Michelle Obama, addressing an audience at Peking University, spoke of “the power of technology” as she encouraged a free exchange of students studying abroad. “It can open up the entire world and expose us to ideas and innovations we never could have imagined,” she said at the campus’s Stanford Center.
“And that’s why it’s so important for information and ideas to flow freely over the Internet and through the media, because that’s how we discover the truth,” she said. “That’s how we learn what’s really happening in our communities and our country and our world.”
“And that’s how we decide which values and ideas we think are best –- by questioning and debating them vigorously, by listening to all sides of an argument, and by judging for ourselves,” she continued.

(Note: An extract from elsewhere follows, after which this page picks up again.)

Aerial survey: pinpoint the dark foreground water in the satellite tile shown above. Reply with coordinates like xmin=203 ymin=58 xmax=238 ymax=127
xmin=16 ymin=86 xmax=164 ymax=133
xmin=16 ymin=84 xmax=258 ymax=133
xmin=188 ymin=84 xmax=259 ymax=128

“And believe me, I know how this can be a messy and frustrating process,” she said. “My husband and I are on the receiving end of plenty of questioning and criticism from our media and our fellow citizens. And it’s not always easy, but we wouldn’t trade it for anything in the world. Because time and again, we have seen that countries are stronger and more prosperous when the voices of and opinions of all their citizens can be heard. ”
“As my husband has said, we respect the uniqueness of other cultures and societies, but when it comes to expressing yourself freely and worshipping as you choose and having open access to information, we believe those universal rights — they are universal rights that are the birthright of every person on this planet.,” she said. “We believe that all people deserve the opportunity to fulfill their highest potential.”
There is nothing to fear but fear itself, the first lady suggested in a separate video conference with students both at Peking University and at Stanford University.
What’s “important to consider is not letting fear be your guide,” she said. “And that’s oftentimes what holds many young people back from doing fabulous things.
“Let’s take my husband, for example. He has dragged me kicking and screaming into things that I wanted no parts of,” she said to laughter. “And a lot of it was because of fear — the fear of making mistakes, the fear of not knowing, the fear of uncertainty, the fear of leaving your comfort zone.
“And we’re living in a world where we can no longer afford to let fear keep us apart, because the truth — what I have learned, coming from the background I come from — I grew up in a little apartment on the South Side of Chicago. My parents didn’t get a chance to go to college, but they poured everything they had into me. And no one could have envisioned that a kid like me would be sitting here, having given a speech at Peking University as the First Lady of the United States. ”
“But easily, fear could have blocked me at every turn. So I want all of the young people around the world to operate with the freedom that we have all fought for — the freedom to explore the world, to learn about new cultures, to try hard things, to make mistakes,” she said. “… Life is about making mistakes, and maybe saying the wrong thing at the wrong time, and learning that you recover from even some of your worst mistakes, so that that fear doesn’t keep you from being as excellent as you can be.”